By John Matonich
Do we no longer expect ethical behavior from the companies that compete for our business? I know it is a lost cause when it comes to politics, but I still expect more out of others, but not sure why.
I was watching a little bit of TV the other evening and a commercial appeared several times during the program I was watching. That isn’t unusual, but the content of the commercial really bothered me as it was twisting some facts about its competitors while glossing over the same issues in their own company.
The commercial was about a guy who wrecked his car. That was certainly unfortunate, but as he explained, to make matters worse he only received a depreciated value for his car rather than a replacement. He indicated that when he asked his agent about it, the agent said he must have chosen the wrong insurance plan. The guy brought it all to a head when he looked at the camera and said, “No, I guess I picked the wrong insurance company.” The behind-the-scenes announcer went on to say that if this car-less dude had picked his company’s new car replacement plan, he would have gotten an equal or better car to replace the one he busted up.
I had to shake my head at that statement. It seems that even though this company would like you to believe that you would get an equal or better car with their insurance, it was qualified by saying only if you chose the new car replacement plan. It seems that the same complaint the dude had about his company’s plan wouldn’t be any different if he had the ad sponsor insurance unless he chose this special plan.
I guess this insurance company was hoping I was dumb enough to fall for the bait and switch to the plan they were glossing over on their commercial even though in reality it was exactly the same type of plan as the one they had an actor complaining about. I wonder how many people fall for this garbage and then find themselves in the same boat.
I have no respect for this company as I think they left their ethical standards in one of the uncovered wrecked cars. It disappoints me that we used to be able to trust and rely on many of these companies but today we spend more time with fine print than we do with the actual product.
That isn’t the way it once was. I worked in a Ben Franklin five-and-dime while in high school and learned the value of treating people with respect from day one. The owner of the store did a great job of teaching his employees about the value of ethical treatment of our customers.
A lady once came in while I was working and wanted to return a pair of sneakers due to poor craftsmanship. I looked them over and they weren’t poorly made, they were simply worn out. The treads were gone and you could see they were stretched out from a growing foot. Her young son was with her and I could see he was a growing boy. I tried to explain that her shoe issues weren’t construction-related, but she wasn’t having any of it. She asked to see the owner. I quickly went and got him.

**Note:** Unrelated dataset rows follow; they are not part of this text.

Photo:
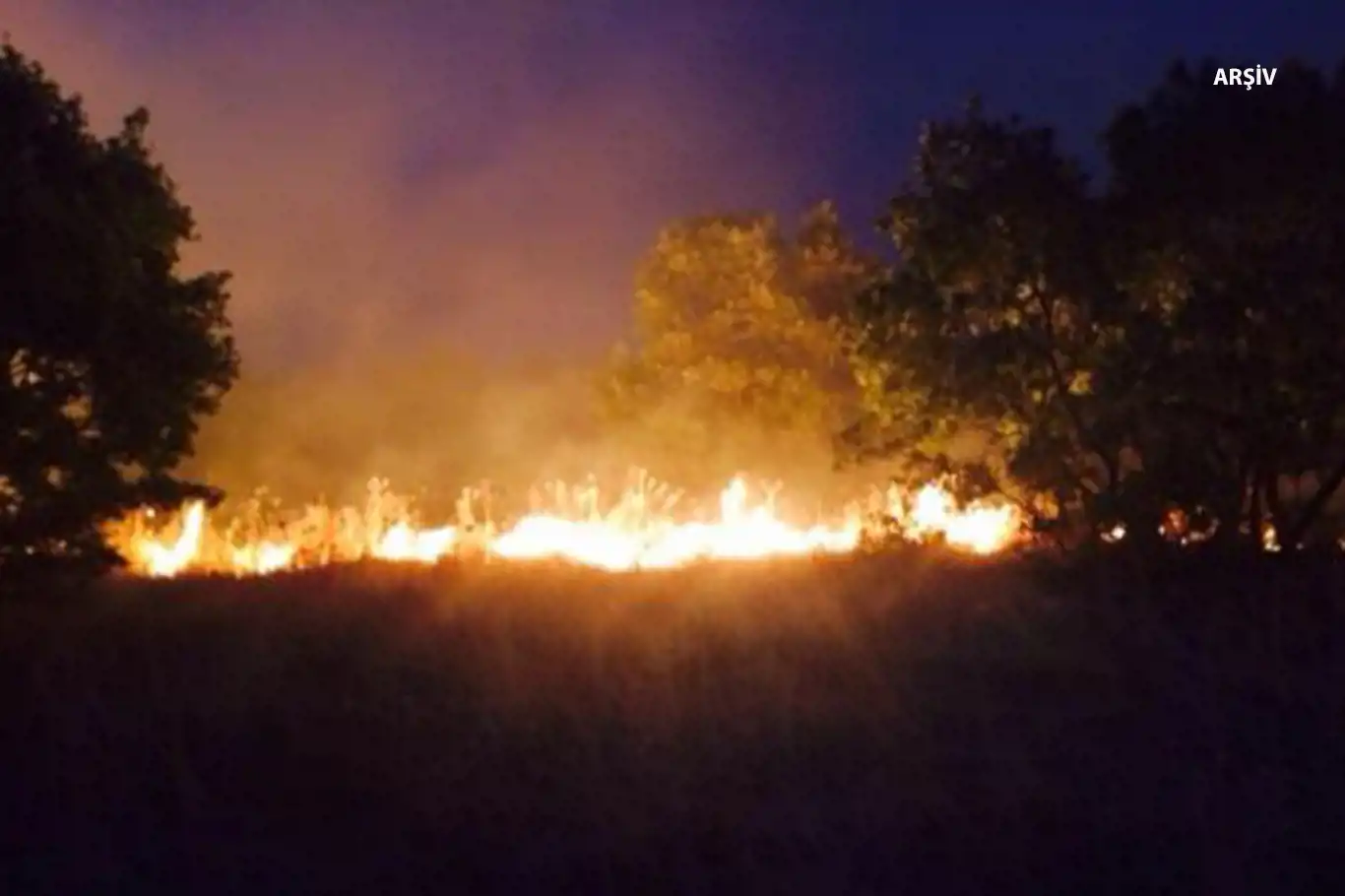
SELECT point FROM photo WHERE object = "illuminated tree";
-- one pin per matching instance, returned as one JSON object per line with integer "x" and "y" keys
{"x": 110, "y": 354}
{"x": 741, "y": 346}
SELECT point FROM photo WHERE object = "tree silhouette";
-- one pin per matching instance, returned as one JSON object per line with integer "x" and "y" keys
{"x": 1168, "y": 344}
{"x": 739, "y": 338}
{"x": 109, "y": 352}
{"x": 1232, "y": 216}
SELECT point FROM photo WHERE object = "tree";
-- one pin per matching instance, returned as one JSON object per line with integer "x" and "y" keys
{"x": 110, "y": 352}
{"x": 1000, "y": 316}
{"x": 1169, "y": 344}
{"x": 1231, "y": 209}
{"x": 741, "y": 348}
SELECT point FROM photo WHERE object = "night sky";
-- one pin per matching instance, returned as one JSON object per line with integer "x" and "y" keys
{"x": 487, "y": 173}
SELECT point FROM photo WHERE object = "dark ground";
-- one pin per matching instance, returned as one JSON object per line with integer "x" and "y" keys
{"x": 899, "y": 726}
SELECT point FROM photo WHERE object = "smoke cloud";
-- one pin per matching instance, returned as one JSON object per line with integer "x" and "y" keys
{"x": 417, "y": 199}
{"x": 375, "y": 173}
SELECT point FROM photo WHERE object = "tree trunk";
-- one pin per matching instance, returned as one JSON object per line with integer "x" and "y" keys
{"x": 1315, "y": 506}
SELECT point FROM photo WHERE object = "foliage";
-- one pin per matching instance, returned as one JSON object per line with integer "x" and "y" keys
{"x": 1000, "y": 315}
{"x": 110, "y": 354}
{"x": 1169, "y": 342}
{"x": 739, "y": 335}
{"x": 1230, "y": 209}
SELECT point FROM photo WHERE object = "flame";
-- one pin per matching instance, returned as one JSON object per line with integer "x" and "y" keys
{"x": 632, "y": 536}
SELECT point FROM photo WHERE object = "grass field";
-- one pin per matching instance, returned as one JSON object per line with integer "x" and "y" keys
{"x": 885, "y": 726}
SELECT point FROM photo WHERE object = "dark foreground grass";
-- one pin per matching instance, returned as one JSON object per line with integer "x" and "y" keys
{"x": 900, "y": 726}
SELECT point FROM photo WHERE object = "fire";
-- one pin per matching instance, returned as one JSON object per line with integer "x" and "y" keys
{"x": 639, "y": 533}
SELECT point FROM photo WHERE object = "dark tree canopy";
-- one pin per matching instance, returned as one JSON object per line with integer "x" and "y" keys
{"x": 1171, "y": 342}
{"x": 110, "y": 352}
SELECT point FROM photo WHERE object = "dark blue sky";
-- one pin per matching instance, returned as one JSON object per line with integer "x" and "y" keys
{"x": 487, "y": 173}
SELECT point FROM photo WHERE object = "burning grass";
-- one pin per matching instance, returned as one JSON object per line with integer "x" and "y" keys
{"x": 797, "y": 726}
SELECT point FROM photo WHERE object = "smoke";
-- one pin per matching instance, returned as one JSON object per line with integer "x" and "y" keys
{"x": 414, "y": 197}
{"x": 464, "y": 173}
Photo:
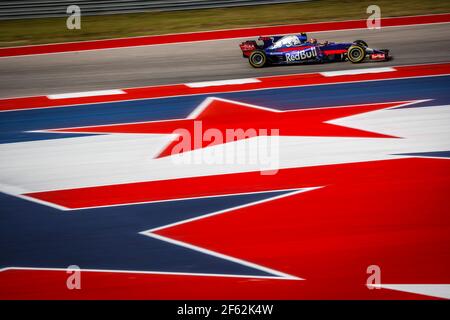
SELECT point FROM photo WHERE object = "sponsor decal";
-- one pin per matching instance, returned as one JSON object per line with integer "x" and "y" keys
{"x": 377, "y": 56}
{"x": 301, "y": 55}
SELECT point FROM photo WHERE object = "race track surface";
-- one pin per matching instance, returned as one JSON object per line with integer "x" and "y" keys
{"x": 200, "y": 61}
{"x": 351, "y": 180}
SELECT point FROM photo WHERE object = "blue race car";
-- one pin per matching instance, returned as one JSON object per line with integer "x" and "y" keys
{"x": 292, "y": 49}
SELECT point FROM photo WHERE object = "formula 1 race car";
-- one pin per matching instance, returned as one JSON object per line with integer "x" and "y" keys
{"x": 291, "y": 49}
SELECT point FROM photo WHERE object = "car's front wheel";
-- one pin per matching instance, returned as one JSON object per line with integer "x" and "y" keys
{"x": 356, "y": 54}
{"x": 257, "y": 59}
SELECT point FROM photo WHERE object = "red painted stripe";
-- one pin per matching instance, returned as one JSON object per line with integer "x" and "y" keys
{"x": 265, "y": 83}
{"x": 215, "y": 35}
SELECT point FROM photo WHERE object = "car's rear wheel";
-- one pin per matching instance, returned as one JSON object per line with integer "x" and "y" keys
{"x": 257, "y": 59}
{"x": 361, "y": 43}
{"x": 356, "y": 54}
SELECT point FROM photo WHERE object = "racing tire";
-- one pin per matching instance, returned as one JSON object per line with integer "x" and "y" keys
{"x": 361, "y": 43}
{"x": 356, "y": 54}
{"x": 257, "y": 59}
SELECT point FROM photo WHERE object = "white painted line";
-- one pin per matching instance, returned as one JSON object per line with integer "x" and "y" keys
{"x": 356, "y": 71}
{"x": 432, "y": 290}
{"x": 85, "y": 94}
{"x": 169, "y": 273}
{"x": 221, "y": 82}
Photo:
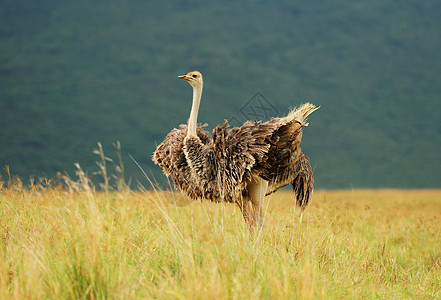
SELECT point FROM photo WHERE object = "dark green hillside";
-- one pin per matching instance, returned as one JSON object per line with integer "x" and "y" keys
{"x": 75, "y": 73}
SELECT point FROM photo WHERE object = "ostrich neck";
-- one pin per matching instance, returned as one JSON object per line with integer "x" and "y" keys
{"x": 192, "y": 121}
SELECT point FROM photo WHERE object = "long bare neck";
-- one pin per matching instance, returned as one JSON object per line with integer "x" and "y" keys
{"x": 192, "y": 121}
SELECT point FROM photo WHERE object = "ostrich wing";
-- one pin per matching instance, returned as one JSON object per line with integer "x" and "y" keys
{"x": 224, "y": 166}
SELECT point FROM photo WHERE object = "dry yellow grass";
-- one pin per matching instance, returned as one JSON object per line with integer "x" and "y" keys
{"x": 133, "y": 245}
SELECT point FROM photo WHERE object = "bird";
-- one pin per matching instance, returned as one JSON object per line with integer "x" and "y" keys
{"x": 240, "y": 165}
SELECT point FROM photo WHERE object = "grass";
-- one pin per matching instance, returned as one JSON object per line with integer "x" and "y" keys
{"x": 133, "y": 245}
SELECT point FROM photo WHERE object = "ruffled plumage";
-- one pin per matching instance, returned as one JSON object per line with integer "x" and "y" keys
{"x": 219, "y": 169}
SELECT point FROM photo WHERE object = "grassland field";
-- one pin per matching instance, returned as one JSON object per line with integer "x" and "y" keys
{"x": 350, "y": 244}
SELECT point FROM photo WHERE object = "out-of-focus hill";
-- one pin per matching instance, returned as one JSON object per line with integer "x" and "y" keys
{"x": 75, "y": 73}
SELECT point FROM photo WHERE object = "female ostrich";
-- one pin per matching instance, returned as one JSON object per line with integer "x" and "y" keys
{"x": 239, "y": 165}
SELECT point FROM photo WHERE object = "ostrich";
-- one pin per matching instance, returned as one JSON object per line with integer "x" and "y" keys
{"x": 240, "y": 165}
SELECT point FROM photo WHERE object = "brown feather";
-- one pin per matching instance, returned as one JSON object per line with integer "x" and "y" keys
{"x": 220, "y": 169}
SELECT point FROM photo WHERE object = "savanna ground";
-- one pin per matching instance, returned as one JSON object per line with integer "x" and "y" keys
{"x": 57, "y": 244}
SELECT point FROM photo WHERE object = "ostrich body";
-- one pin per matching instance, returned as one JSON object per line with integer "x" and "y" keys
{"x": 239, "y": 165}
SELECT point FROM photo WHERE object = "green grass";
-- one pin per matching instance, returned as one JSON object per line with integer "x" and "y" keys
{"x": 133, "y": 245}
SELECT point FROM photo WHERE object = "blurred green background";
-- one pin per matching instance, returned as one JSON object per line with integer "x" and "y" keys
{"x": 73, "y": 73}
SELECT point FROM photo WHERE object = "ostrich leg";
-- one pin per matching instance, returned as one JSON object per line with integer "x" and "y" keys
{"x": 256, "y": 193}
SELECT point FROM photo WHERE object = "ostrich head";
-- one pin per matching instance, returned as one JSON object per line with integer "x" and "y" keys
{"x": 194, "y": 78}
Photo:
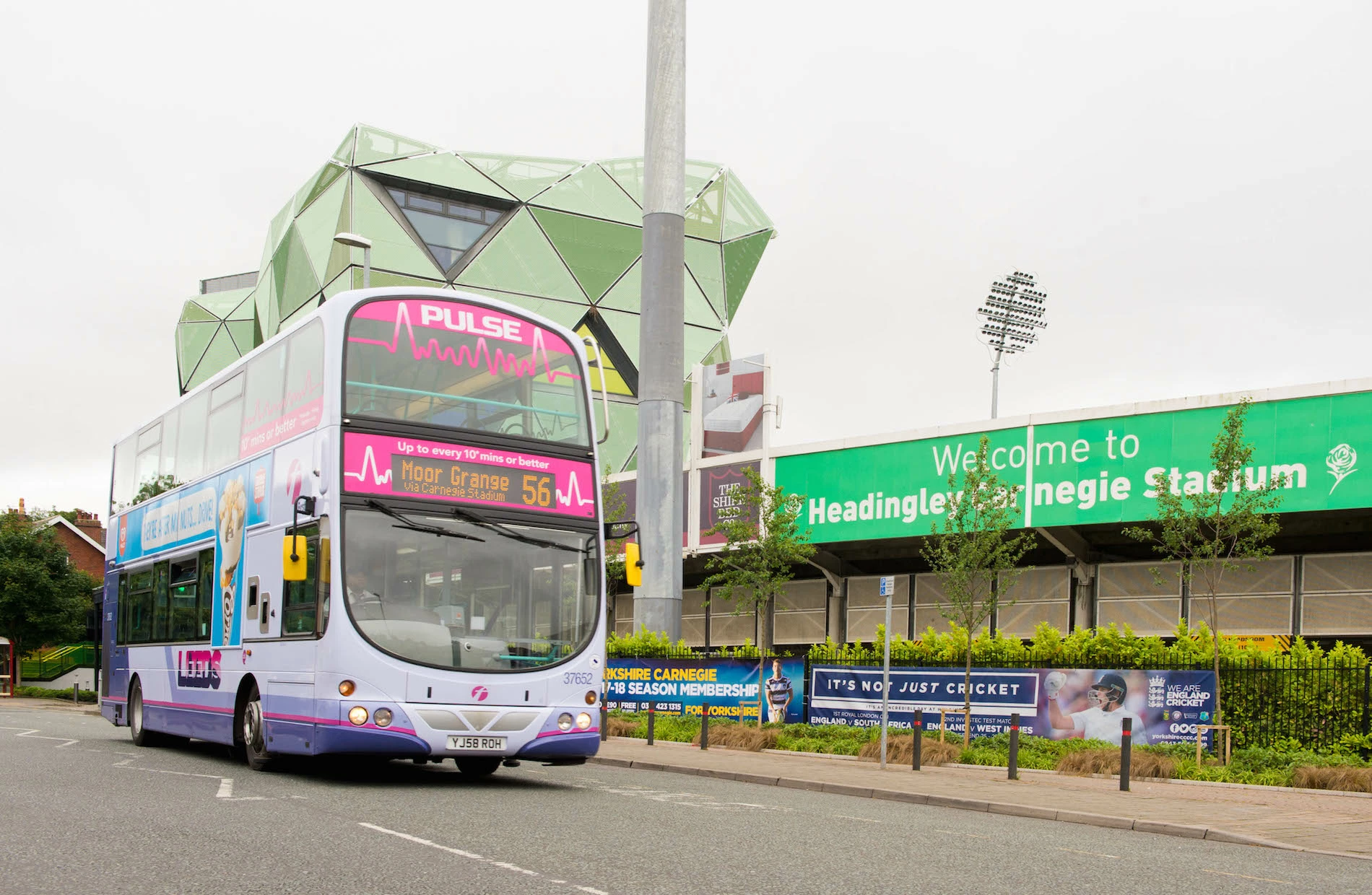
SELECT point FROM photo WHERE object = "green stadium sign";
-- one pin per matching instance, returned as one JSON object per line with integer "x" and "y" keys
{"x": 1088, "y": 472}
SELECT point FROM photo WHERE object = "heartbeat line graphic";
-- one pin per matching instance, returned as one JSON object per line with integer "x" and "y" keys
{"x": 574, "y": 489}
{"x": 378, "y": 476}
{"x": 464, "y": 355}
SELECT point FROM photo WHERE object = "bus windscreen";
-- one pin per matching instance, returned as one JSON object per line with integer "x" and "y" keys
{"x": 463, "y": 366}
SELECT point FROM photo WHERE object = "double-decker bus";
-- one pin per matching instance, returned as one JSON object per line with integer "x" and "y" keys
{"x": 376, "y": 533}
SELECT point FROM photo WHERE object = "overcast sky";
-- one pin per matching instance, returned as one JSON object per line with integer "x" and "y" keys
{"x": 1189, "y": 184}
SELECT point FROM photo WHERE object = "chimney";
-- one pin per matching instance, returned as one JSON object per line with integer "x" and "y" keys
{"x": 90, "y": 525}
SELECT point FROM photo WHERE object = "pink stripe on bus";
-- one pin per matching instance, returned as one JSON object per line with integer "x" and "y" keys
{"x": 187, "y": 706}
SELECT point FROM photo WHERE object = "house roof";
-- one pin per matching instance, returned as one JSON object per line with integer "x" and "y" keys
{"x": 62, "y": 520}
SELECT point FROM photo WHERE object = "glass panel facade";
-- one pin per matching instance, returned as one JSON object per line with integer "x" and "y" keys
{"x": 446, "y": 227}
{"x": 867, "y": 608}
{"x": 523, "y": 176}
{"x": 707, "y": 265}
{"x": 591, "y": 192}
{"x": 741, "y": 261}
{"x": 799, "y": 614}
{"x": 693, "y": 617}
{"x": 742, "y": 214}
{"x": 1245, "y": 614}
{"x": 519, "y": 259}
{"x": 599, "y": 253}
{"x": 1146, "y": 616}
{"x": 705, "y": 217}
{"x": 443, "y": 169}
{"x": 1337, "y": 573}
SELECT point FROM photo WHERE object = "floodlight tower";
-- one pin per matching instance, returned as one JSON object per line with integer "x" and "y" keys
{"x": 1012, "y": 317}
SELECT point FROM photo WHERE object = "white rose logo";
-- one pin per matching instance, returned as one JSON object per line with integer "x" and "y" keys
{"x": 1342, "y": 462}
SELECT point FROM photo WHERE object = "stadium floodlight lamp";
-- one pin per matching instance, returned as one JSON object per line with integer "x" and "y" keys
{"x": 1010, "y": 320}
{"x": 353, "y": 240}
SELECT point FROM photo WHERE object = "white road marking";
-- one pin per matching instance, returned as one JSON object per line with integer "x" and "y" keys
{"x": 33, "y": 733}
{"x": 1262, "y": 879}
{"x": 684, "y": 800}
{"x": 957, "y": 834}
{"x": 1098, "y": 854}
{"x": 472, "y": 855}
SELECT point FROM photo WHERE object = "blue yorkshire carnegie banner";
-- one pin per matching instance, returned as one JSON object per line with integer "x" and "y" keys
{"x": 1056, "y": 704}
{"x": 727, "y": 686}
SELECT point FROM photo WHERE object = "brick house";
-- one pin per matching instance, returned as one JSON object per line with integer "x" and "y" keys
{"x": 84, "y": 542}
{"x": 84, "y": 539}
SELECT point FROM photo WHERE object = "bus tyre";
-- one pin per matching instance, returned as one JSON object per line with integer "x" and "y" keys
{"x": 251, "y": 731}
{"x": 142, "y": 736}
{"x": 478, "y": 767}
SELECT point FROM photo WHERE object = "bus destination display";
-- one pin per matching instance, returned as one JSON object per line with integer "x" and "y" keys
{"x": 461, "y": 480}
{"x": 459, "y": 473}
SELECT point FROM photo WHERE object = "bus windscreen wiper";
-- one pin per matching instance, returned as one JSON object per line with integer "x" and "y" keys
{"x": 472, "y": 515}
{"x": 414, "y": 527}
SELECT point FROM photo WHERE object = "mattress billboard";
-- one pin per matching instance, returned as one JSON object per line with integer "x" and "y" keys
{"x": 733, "y": 395}
{"x": 1088, "y": 471}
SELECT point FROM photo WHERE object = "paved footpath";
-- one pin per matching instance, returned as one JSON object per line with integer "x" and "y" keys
{"x": 1262, "y": 816}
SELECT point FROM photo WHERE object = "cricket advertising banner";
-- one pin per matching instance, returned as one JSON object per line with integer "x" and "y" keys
{"x": 1058, "y": 704}
{"x": 1091, "y": 471}
{"x": 684, "y": 687}
{"x": 222, "y": 507}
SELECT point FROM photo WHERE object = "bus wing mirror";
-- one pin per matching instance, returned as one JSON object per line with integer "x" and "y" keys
{"x": 292, "y": 558}
{"x": 633, "y": 565}
{"x": 619, "y": 531}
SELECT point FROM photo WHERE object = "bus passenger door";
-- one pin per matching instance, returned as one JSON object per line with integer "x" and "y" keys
{"x": 114, "y": 652}
{"x": 262, "y": 587}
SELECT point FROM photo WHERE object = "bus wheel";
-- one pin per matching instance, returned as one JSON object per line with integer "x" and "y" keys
{"x": 142, "y": 736}
{"x": 250, "y": 727}
{"x": 478, "y": 767}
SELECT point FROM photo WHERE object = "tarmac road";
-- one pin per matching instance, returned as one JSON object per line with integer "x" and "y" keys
{"x": 84, "y": 811}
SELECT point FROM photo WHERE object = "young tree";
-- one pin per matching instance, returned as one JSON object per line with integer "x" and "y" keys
{"x": 152, "y": 487}
{"x": 43, "y": 599}
{"x": 974, "y": 554}
{"x": 763, "y": 543}
{"x": 1219, "y": 528}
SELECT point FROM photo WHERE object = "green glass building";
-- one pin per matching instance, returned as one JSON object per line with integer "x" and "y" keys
{"x": 562, "y": 237}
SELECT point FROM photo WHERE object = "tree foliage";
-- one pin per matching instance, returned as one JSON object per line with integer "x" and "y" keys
{"x": 763, "y": 544}
{"x": 43, "y": 599}
{"x": 152, "y": 487}
{"x": 1220, "y": 528}
{"x": 973, "y": 551}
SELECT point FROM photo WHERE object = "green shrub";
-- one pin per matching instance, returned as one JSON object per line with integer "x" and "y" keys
{"x": 43, "y": 692}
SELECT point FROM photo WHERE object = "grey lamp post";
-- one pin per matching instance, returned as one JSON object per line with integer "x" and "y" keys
{"x": 353, "y": 240}
{"x": 1012, "y": 317}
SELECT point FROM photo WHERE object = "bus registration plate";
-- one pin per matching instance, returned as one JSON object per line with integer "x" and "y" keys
{"x": 477, "y": 743}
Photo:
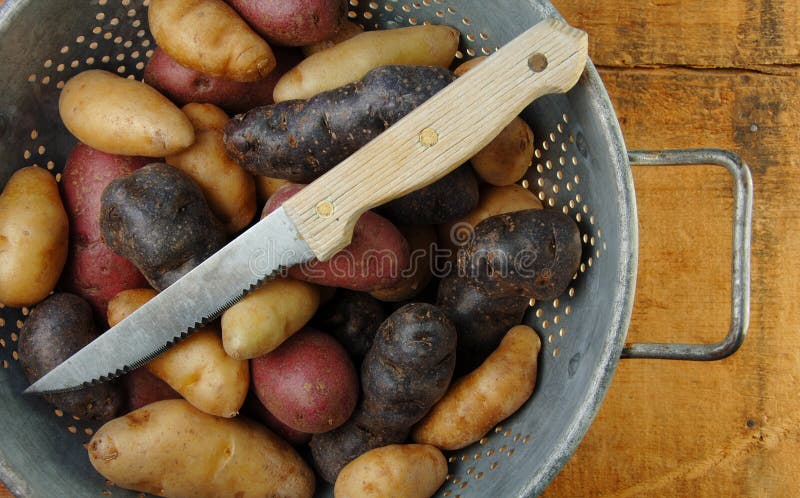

He took one look at the shoes and apologized to the lady for the poor quality. He told her to go pick out a new pair without any additional cost. She smiled and headed for the shoe aisle. Shortly thereafter she headed out the door with a new pair under her arm and her growing son in tow.
I looked at the owner and shrugged my shoulder. He looked back at me and told me I was right that the shoes were simply worn out, but this lady shopped in the store about every day and spent a fair amount of money. He then walked me over to the shoe aisle and showed me the price of the shoes. Looking at their low cost, I had to agree it was worth her being happy and continuing to shop with us. It was a valuable lesson about being a good business person who wasn’t afraid to give back. It is a lesson that obviously didn’t make its way to Insurance Company School.